You will be amazed how much air is still in there I thought for sure it was the MC.
Let the car settle for a few days went through process again, tapping on the calipers more air bubbles.
It eventually all came out, Pelican has a good article on testing your MC.

dfink 05-01-2007 09:01 AM

Quote:

Originally posted by ANNKY
Question regarding brakes. I just had my rear brakes redone, pads and rotors and there is an ear-splitting squeal when I apply the brakes. It is really annoying. Any thoughts? Thanks, I am a poor damsel in distress at the mercy of the mechanics.
If the pistons were removed during the rebuild they have a notch that has to be in a certain orientation to help prevent noise. If they were not assembled correctly this could be your problem. They may have also used a harder track pad that could make noise until hot.

rusnak 05-01-2007 01:24 PM

Does anyone have a template that they could post for the 20 degree angle for the brake pistons?

I'm thinking about making my own ATE brake piston gauge. I can't seem to find one online for sale.

rick-l 05-01-2007 02:56 PM

Quote:

Originally posted by rusnak
Does anyone have a template that they could post for the 20 degree angle for the brake pistons?

I'm thinking about making my own ATE brake piston gauge. I can't seem to find one online for sale.

Take a square (1 nice 90 degree angle) piece of cardboard and draw a mark 3 inches down one leg from the 90 deg corner. Down the other leg draw a mark 8.25 inches away from the corner. Draw a line between them and that is 20 degrees (19.98). Cut to size you need.

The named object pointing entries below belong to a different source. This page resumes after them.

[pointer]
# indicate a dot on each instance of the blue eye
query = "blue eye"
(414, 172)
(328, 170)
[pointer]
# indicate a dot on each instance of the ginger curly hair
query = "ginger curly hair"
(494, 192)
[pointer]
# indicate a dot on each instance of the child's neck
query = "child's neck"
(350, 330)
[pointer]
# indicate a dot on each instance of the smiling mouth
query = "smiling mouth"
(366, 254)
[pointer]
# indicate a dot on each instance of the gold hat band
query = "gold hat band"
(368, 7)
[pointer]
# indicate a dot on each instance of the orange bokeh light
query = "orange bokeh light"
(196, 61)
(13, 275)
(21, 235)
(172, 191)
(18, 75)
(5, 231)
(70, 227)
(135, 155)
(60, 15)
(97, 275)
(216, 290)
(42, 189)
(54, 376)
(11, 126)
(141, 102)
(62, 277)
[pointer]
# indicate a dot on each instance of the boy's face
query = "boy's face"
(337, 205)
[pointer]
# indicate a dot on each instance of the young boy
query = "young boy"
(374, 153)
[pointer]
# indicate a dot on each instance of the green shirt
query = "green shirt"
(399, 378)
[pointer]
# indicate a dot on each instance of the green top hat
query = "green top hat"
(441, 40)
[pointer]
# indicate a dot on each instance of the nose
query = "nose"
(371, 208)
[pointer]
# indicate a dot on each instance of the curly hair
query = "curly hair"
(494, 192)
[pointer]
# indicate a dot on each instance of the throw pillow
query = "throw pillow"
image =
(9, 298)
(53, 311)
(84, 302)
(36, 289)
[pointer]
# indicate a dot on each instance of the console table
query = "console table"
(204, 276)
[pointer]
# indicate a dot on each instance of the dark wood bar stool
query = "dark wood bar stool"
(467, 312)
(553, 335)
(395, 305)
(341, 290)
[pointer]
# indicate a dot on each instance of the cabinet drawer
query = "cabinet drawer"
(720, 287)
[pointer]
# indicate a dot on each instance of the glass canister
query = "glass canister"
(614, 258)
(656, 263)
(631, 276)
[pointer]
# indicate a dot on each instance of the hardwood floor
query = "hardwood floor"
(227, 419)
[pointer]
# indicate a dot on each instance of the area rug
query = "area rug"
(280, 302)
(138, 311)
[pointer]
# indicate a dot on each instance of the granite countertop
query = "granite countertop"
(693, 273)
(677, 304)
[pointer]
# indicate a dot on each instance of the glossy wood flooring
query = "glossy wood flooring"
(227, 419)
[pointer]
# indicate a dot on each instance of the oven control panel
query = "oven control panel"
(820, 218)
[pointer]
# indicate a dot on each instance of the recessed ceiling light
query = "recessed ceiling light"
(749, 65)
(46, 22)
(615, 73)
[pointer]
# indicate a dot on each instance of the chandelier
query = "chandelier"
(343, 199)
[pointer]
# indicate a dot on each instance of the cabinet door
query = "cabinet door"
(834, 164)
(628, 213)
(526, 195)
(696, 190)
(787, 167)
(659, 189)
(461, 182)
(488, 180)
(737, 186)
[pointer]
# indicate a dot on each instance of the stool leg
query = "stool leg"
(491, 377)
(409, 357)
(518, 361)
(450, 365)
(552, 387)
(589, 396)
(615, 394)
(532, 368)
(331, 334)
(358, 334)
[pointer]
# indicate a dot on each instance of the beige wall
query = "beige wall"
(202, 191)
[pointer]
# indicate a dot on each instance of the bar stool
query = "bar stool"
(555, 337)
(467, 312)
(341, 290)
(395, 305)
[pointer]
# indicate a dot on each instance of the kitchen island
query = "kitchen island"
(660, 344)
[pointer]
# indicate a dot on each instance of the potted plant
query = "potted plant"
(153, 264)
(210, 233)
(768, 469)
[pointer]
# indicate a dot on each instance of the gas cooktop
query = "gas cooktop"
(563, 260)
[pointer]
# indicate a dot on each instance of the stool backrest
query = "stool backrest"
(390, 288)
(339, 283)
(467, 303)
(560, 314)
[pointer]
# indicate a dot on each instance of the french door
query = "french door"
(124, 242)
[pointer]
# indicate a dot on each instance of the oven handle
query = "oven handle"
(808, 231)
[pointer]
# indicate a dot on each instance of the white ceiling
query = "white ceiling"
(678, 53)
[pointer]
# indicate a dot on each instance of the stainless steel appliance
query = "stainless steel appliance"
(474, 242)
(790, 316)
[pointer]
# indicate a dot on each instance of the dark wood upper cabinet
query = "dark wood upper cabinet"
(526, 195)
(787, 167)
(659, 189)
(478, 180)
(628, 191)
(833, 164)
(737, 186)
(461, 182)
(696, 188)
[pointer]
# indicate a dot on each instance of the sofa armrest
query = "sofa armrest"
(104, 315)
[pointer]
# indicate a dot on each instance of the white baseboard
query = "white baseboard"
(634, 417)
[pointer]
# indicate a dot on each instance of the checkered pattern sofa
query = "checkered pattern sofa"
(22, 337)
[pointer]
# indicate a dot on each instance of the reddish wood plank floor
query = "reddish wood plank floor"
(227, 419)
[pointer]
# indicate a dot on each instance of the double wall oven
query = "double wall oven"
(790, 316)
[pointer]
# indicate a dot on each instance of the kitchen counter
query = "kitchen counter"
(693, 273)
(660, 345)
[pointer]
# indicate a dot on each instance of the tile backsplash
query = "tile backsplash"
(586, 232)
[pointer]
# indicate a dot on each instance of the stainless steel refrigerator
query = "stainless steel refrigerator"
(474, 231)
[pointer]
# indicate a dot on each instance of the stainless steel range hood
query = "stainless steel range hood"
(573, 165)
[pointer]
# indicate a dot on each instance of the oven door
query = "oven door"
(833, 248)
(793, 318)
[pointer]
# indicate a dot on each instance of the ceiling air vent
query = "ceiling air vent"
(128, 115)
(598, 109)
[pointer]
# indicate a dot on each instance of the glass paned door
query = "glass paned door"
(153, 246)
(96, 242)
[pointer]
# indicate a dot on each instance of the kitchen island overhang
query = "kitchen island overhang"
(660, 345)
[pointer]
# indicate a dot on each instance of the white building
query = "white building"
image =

Superman 05-01-2007 03:13 PM

I didn't read all the responses, so I'm sorry if this advice repeats others.

Sometimes, after a caliper rebuild, our cars show more pedal travel than we like. No sponginess, just longer pedal travel. This is due to the pistons not yet being seated in their ideal spot. A couple of hundred miles of driving fixes this. Or....remove each pad one at a time, tap the pedal slightly and pound the pad back between the piston and rotor. This eliminates the gap.

Sponginess is air in the system.

Sometimes a MC acts like this: When you jam on the brakes, everything works fine. If you press on the pedal gently and slowly, it will go to the floor. If you press quickly and firmly, the pedal is firm.....but if you back off just a tad and then press gently and slowly, tyhe pedal will go to the floor. In this instance, the seal in the MC is allowing fluid to pass by, except when sudden pressure is applied in which case the fluid pressure presses the seal up against the piston and makes it work, even though it is worn. Time for MC seals, or a new MC.